RÁDIO CLUBE
Tapacurá, boatos e a Rádio Clube
Na ocasião do maior boato já massificado no Recife, a rádio mais antiga do Brasil foi fundamental para o desmentido e para ajudar a reduzir o caos
Por: Silvia Bessa
Publicado em: 04/06/2018 11:36
De boato, esse mal que vira de cabeça para baixo a rotina de uma cidade, não é de hoje que o Recife sofre. Registros históricos de 1975 revelam o poder de uma notícia inverídica que vai sendo repassada de boca em boca, gerando uma desordem coletiva, e destacam como as emissoras de rádio, a exemplo da Rádio Clube, foram fundamentais para acalmar os nervos de populares. Era uma segunda-feira. Lama e entulhos, resquícios de uma enchente ocorrida dois dias antes, cobriam ruas e residências.
“Por volta das 10h da manhã de 21 de julho de 1975, a cidade entrou em pânico. O centro fervilhava de gente e, nas avenidas principais, o movimento era intenso. De repente, foi como se um dedo gigantesco assanhasse violentamente o formigueiro humano. Centenas de milhares de pessoas, desesperadas, começaram a correr pelas ruas aos gritos e soluços. Um único objetivo move a multidão desatinada: fugir. Tapacurá estourou!”, narra o jornalista Homero Fonseca, em Tapacurá: Viagem ao planeta dos boatos (Cepe, 2011, 2ª ed.).
A barragem havia sido construída em 1973, no município de São Lourenço da Mata, e tinha capacidade de represamento de 170 milhões de metros cúbicos. Na época do boato, a Defesa Civil usava um esquema radiofônico para atenuar a inquietude da população diante do temor de novas enchentes. Episódios de 1966 e de 1970, com mortes e milhares de desabrigados, deixaram grandes traumas e prejuízos.
A capilaridade da Rádio Clube exigia envolvimento. “A Rádio Clube, a pioneira, mandou mantimentos para os pobres flagelados: roupas, remédios, alimentos, toalhas e cobertores para quem está no relento”, escreveu o então repórter e poeta José Soares sobre os estragos da cheia.
Coube à Rádio Clube e a outras emissoras, o papel principal na transmissão de boletins oficiais, com mensagens informando que Tapacurá não havia estourado; era boato.
Lembranças
Toda família pernambucana tem na memória afetiva um relato sobre o boato de Tapacurá. Conta-se que o escritor Ariano Suassuna ouviu o alerta e fez questão de uma sondagem com autoridades. Caminhou até o Quartel do Batalhão de Trânsito da Polícia Militar da Av. 17 de agosto e lançou a pergunta ao sargento de plantão: “Há confirmação oficial da queda da barragem?”.

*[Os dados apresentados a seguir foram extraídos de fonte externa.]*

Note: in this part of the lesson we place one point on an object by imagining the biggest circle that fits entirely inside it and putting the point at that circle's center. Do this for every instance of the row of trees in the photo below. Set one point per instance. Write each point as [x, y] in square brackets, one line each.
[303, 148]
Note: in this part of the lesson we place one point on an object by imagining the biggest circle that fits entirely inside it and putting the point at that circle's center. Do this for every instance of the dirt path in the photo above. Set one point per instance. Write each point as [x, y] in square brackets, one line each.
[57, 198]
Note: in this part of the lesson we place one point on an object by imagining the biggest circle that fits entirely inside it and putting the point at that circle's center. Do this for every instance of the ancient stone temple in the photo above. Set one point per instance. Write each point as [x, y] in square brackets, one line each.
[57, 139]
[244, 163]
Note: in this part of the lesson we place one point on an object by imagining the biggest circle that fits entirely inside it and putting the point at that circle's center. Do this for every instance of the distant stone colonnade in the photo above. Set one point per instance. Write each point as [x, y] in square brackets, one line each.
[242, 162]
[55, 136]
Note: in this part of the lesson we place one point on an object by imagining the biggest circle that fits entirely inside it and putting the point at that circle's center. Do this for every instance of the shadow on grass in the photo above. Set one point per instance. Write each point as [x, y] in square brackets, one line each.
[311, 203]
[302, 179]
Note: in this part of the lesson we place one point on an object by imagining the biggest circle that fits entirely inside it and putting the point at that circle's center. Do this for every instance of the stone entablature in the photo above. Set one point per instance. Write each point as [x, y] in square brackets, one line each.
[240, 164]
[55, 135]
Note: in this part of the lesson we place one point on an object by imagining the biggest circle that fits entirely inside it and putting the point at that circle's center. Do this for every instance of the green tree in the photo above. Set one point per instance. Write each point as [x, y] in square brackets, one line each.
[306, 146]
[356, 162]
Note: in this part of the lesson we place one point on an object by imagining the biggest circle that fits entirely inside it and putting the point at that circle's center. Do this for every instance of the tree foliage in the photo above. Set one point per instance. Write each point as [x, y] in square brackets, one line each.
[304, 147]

O oficial respondeu e aproveitou para dar conselho: “Não. Mas, se eu fosse o senhor, corria!”. Homero Fonseca diz no seu livro que a psicóloga Edelnete Siqueira parou em um posto para entender o que se passava para o desespero em massa. “O rádio está dizendo que a água já vem na avenida Caxangá”. Edelnete correu para a casa da mãe e, chegando lá, avistou o pavor das pessoas, com rádios portáteis nas mão.
Onde começou ninguém sabe, mas um comentário feito por um radialista de uma emissora local, na tentativa de desmentir a suposta catástrofe, teria contribuído para acelerar o boato, afirma a pesquisa de Homero Fonseca. “Somente após os insistentes boletins de rádio e televisão – alguns da própria voz do governador, desmentindo o rumor, a vida da cidade reordenou-se”, diz o jornalista. Por cerca de uma hora, mais de 1,2 milhão de pessoas ficaram reféns do pânico.